A team may self-activate (self-deploy) when their own neighborhood is affected by disaster. An effort is made to report their response status to the sponsoring agency. A self-activated team will size-up the loss in their neighborhood and begin performing the skills they have learned to minimize further loss of life, property, and environment. They will continue to respond safely until redirected or relieved by the sponsoring agency or professional responders on-scene.
Teams in neighborhoods not affected by disaster may be deployed or activated by the sponsoring agency. The sponsoring agency may communicate with neighborhood CERT leaders through an organic communication team. In some areas the communications may be by amateur radio, FRS, GMRS or MURS radio, dedicated telephone or fire-alarm networks. In other areas, relays of bicycle-equipped runners can effectively carry mail between the teams and the local emergency operations center.

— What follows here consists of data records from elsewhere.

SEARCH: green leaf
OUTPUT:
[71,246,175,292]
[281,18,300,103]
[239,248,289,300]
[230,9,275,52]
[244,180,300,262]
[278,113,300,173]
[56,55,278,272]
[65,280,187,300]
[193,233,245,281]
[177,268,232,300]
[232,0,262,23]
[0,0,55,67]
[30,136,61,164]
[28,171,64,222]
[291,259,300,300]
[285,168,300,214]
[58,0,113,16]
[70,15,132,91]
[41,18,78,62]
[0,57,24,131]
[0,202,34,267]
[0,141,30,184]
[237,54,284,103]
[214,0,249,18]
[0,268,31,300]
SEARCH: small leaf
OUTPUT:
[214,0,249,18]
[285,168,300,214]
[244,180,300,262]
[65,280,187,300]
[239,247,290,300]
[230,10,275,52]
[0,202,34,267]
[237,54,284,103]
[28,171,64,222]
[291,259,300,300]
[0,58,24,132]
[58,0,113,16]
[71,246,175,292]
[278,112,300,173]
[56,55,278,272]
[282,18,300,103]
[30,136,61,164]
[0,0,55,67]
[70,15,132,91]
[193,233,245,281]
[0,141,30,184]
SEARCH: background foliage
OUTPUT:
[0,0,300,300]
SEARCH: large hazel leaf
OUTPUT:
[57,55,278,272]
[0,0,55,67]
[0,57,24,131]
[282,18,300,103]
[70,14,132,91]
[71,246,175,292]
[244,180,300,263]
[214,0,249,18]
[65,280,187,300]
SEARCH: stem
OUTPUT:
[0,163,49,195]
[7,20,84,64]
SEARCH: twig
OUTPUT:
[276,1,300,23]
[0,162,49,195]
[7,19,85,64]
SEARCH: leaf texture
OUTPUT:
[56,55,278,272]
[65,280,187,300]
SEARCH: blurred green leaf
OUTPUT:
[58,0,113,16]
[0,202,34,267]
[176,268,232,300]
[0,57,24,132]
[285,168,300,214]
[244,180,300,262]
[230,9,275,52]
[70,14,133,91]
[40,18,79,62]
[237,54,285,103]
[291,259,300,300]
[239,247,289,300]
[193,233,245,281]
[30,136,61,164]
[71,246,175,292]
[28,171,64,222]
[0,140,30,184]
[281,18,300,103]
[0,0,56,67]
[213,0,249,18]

The sponsoring agency may activate and dispatch teams in order to gather or respond to intelligence about an incident. Teams may be dispatched to affected neighborhoods, or organized to support operations. CERT members may augment support staff at an incident command post or Emergency Operations Center. Additional teams may also be created to guard the morgue, locate supplies and food, convey messages to and from other CERT teams and local authorities, and other duties on an as-needed basis as identified by the team leader.
In the short term, CERTs perform data gathering, especially to locate mass-casualties requiring professional response, or situations requiring professional rescues, simple fire-fighting tasks (for example, small fires, turning off gas), light search and rescue, damage evaluation of structures, triage and first aid. In the longer term, CERTs may assist in the evacuation of residents, or assist with setting up a neighborhood shelter.